Although the precise etiology of presbycusis is currently not known, the cause of presbycusis is generally agreed to be multifactorial. Proposed causes include the following:

  • Arteriosclerosis: Arteriosclerosis may cause diminished perfusion and oxygenation of the cochlea. Hypoperfusion leads to the formation of reactive oxygen metabolites and free radicals, which may damage inner ear structures directly as well as damage mitochondrial DNA of the inner ear. This damage may contribute to the development of presbycusis.

  • Diet and metabolism

    • Diabetes accelerates the process of atherosclerosis, which may interfere with perfusion and oxygenation of the cochlea.

    • Diabetes causes diffuse proliferation and hypertrophy of the vascular intimal endothelium, which may also interfere with perfusion of the cochlea.

    • In 2009, Kovacií et al studied auditory brainstem function in elderly diabetic patients with presbycusis. Their data supported a hypothesis that brainstem neuropathy in diabetes mellitus can be assessed with auditory brainstem response, even in elderly patients with sensorineural hearing loss. [27]

    • Le and Keithley have demonstrated diets high in antioxidants such as vitamins C and E reduce the progression of presbycusis in a mouse model.

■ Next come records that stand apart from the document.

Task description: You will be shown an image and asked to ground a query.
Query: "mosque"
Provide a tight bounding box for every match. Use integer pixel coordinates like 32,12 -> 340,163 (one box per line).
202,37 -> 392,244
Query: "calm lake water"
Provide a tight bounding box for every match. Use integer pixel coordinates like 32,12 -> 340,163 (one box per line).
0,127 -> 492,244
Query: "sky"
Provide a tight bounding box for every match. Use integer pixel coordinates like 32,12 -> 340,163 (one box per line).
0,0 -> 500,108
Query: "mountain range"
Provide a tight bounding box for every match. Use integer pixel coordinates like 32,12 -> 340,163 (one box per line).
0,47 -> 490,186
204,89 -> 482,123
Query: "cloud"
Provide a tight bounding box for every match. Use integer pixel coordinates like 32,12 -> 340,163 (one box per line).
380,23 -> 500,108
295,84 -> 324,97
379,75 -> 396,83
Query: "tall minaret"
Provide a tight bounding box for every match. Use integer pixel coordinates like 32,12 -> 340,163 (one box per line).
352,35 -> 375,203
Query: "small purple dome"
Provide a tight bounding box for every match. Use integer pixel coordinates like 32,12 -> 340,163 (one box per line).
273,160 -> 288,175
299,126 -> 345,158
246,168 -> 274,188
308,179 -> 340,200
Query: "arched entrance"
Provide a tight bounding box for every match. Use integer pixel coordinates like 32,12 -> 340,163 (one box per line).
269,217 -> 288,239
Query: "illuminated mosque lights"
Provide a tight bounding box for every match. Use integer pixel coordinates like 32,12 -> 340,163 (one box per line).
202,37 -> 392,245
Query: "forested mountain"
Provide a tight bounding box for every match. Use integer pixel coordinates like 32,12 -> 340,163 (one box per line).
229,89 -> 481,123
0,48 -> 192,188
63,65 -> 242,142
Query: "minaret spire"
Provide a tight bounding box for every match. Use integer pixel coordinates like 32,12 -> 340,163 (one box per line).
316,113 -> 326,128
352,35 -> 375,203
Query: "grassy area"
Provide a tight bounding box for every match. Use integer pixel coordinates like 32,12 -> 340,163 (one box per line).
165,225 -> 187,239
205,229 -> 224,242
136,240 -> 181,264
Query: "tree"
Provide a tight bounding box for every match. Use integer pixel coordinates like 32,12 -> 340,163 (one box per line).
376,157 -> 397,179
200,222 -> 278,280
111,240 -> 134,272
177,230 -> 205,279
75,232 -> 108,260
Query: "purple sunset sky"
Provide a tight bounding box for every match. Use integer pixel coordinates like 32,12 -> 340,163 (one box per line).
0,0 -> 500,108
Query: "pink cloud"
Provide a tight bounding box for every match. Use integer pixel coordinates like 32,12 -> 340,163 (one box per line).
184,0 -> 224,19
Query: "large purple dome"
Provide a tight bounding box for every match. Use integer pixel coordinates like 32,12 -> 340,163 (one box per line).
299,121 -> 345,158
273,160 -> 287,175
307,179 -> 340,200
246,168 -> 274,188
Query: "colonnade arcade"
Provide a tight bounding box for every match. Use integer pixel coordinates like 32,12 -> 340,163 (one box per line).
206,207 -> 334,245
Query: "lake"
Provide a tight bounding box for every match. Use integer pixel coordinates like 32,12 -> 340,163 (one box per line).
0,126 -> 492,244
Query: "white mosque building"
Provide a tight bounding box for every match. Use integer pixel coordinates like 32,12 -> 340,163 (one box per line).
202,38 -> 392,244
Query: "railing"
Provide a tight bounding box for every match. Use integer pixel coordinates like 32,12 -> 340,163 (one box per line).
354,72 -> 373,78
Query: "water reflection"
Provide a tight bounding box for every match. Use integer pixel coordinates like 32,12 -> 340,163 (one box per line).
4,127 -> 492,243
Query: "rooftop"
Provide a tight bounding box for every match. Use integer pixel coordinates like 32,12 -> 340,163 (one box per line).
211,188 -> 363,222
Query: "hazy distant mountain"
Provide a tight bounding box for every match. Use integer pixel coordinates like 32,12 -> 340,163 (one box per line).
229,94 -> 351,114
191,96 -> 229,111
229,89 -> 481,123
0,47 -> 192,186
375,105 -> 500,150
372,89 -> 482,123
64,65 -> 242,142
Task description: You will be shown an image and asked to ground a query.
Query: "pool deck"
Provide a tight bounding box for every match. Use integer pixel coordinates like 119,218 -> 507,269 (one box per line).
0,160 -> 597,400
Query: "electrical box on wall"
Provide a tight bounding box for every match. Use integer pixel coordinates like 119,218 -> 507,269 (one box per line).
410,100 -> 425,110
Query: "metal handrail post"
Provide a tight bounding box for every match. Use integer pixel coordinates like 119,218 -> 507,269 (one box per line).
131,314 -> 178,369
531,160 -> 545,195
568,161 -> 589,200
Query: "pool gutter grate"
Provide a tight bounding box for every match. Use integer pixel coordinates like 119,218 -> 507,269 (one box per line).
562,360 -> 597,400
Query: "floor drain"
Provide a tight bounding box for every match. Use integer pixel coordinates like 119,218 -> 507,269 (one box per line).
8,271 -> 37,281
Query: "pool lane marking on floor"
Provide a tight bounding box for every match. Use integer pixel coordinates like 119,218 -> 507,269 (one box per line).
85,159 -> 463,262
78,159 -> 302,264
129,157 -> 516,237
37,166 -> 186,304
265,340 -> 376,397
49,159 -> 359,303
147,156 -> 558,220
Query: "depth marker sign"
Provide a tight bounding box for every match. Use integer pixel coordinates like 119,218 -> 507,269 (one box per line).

  • Accumulated exposure to noise

  • Drug and environmental chemical exposure

  • Stress

  • Genetics

    • Genetic programming for early aging of parts of the auditory system may influence the development of presbycusis. Often, concomitant impairment of hearing, balance, sense of smell, taste, and visual acuity is associated with the aging process.

    • Likewise, genetically programmed susceptibility to environmental factors (eg, noise, ototoxic drugs and chemicals, stress) may be involved.